EUGENE, Ore. (AP) -- Will Claye already has an Olympic silver in the triple jump from the 2012 London Games. A bronze in the long jump, too.
Next on his agenda? Gold, of course. Or maybe even platinum, should his upcoming record really take off.
The 24-year-old from Phoenix is leaping into a new endeavor this summer, making an album that's titled, "In the Wild." Part rap, some rock, it's his take on the world and includes such tracks as "We're Hungry" -- a look at child soldiers in Sierra Leone, where he still has family.
Recently, the athlete-turned-rapper belted out some lyrics in singer YG's video "IDGAF" that's been viewed more than 21 million times on YouTube. For his recent success in the studio, though, Claye's still in no hurry to leave for the record business.
He has records of his own to chase in track.
"It's just a hobby of mine," said Claye, who's been bothered by a sore back heading into the U.S. championships and will only compete in the triple jump. "Because I'd rather have a gold medal than a gold record. No question."
Claye had quite a showing at the London Games, when he became the first American since 1904 to earn Olympic medals in both the long and triple jump events. That's good and all, but for the Rio Olympics next summer, he's envisioning a far different color of medal.
Won't be easy, though, given the depth on the U.S. team. The top three qualifiers at nationals earn a spot for the world championships in Beijing in August.
Christian Taylor already has an automatic bye to worlds in the triple jump thanks to his Diamond League title last summer. He also won gold in the triple in London and is Claye's biggest rival. They're good friends, too, going back to their days at the University of Florida.
"It's always good to go up against Christian, because we push each other," Claye said. "But we have a good group of jumpers. Those guys are competition, too. I'm looking forward to jumping against them."
Always in rhythm on the track, he's found his unique beat off the track, too. His album was recorded at a studio in Santa Monica, California, that belongs to Red Bull, which is one of his sponsors.

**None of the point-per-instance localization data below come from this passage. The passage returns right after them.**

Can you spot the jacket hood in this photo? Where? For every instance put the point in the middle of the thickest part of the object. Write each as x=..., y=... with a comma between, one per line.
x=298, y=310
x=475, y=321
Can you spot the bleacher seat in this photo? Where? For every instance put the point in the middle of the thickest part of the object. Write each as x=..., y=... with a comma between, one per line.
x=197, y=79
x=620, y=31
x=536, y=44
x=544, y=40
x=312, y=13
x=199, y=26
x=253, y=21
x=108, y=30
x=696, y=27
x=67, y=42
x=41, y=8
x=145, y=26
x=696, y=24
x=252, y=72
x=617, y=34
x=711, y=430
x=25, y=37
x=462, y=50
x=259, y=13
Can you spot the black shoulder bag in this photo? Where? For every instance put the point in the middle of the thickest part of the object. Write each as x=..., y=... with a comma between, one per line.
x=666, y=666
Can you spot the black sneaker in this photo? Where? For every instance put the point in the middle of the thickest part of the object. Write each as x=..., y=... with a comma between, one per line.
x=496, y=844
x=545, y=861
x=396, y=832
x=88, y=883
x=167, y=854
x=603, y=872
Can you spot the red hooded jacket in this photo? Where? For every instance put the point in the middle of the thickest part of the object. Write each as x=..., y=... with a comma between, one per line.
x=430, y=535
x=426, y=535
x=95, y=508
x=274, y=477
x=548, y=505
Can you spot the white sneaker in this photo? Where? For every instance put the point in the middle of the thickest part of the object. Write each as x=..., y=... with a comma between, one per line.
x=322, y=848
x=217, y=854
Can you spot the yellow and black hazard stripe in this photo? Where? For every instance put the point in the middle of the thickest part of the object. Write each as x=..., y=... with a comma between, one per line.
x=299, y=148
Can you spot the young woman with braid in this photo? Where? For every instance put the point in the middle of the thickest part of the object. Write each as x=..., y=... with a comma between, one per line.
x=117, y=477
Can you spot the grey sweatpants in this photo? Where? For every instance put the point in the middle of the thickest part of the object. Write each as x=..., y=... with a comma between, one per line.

Be forewarned, though: His record isn't anything like the sound he produced on YG's video. Claye had a starring role in that track. While wearing his two medals from London, he rapped such catchy lines as, "Ill Will chillin'. Ask me what I'm doing I'm trying to make a million."
There was also this ditty: "Could've switched occupations; Jumped on the track just for vacations. Can't do me dog, just face it. Just face it."
The title of his album is quite personal to him. It's derived from his Sierra Leonean middle name, "Bundu," which translates into "Wild."
"A lot of people will be waiting to hear something like that (YG song) and will be surprised, because it won't sound anything like that," said Claye, who also started his own clothing line. "YG, he has his own lane. We're two completely different artists, where we come from and what we do. Our vibes are a bit different and that will show.
"I'm just letting people into my mind."
Here are some of the things to know as the U.S. championships begin Thursday:
All EYES ON: Galen Rupp, who's scheduled to go for his seventh straight national title at 10,000 meters amid allegations that his track coach Alberto Salazar encouraged him and others to skirt anti-doping rules. Rupp rose to fame on this track as a member of the Oregon Ducks.
SPRINT TIME: Tyson Gay and Tori Bowie are favorites in the men's and women's 100 meters, which begins Thursday. Justin Gatlin, who has an automatic bye to worlds in the 100 thanks to his Diamond League title, will simply be a spectator. "I'm a fan of the sport, so I will definitely be in the front row," Gatlin said.
THE HEAT IS ON: The temperature is supposed to be around 93 degrees Thursday and only drop into the mid-80s for the start of the 10,000 meters at 8:15 p.m. local time. Not too bad considering on Friday it's going to be near 100. Because of the heat, officials shuffled around some events, running the men's and women's 5,000 at an earlier time Sunday.
HAIR SHOW: Manteo Mitchell made his hair more aerodynamic for his 400-meter race Thursday, shaving the sides and cutting in a wave because he wants to "flow like water on the track." He calls his look the "Manty-hawk."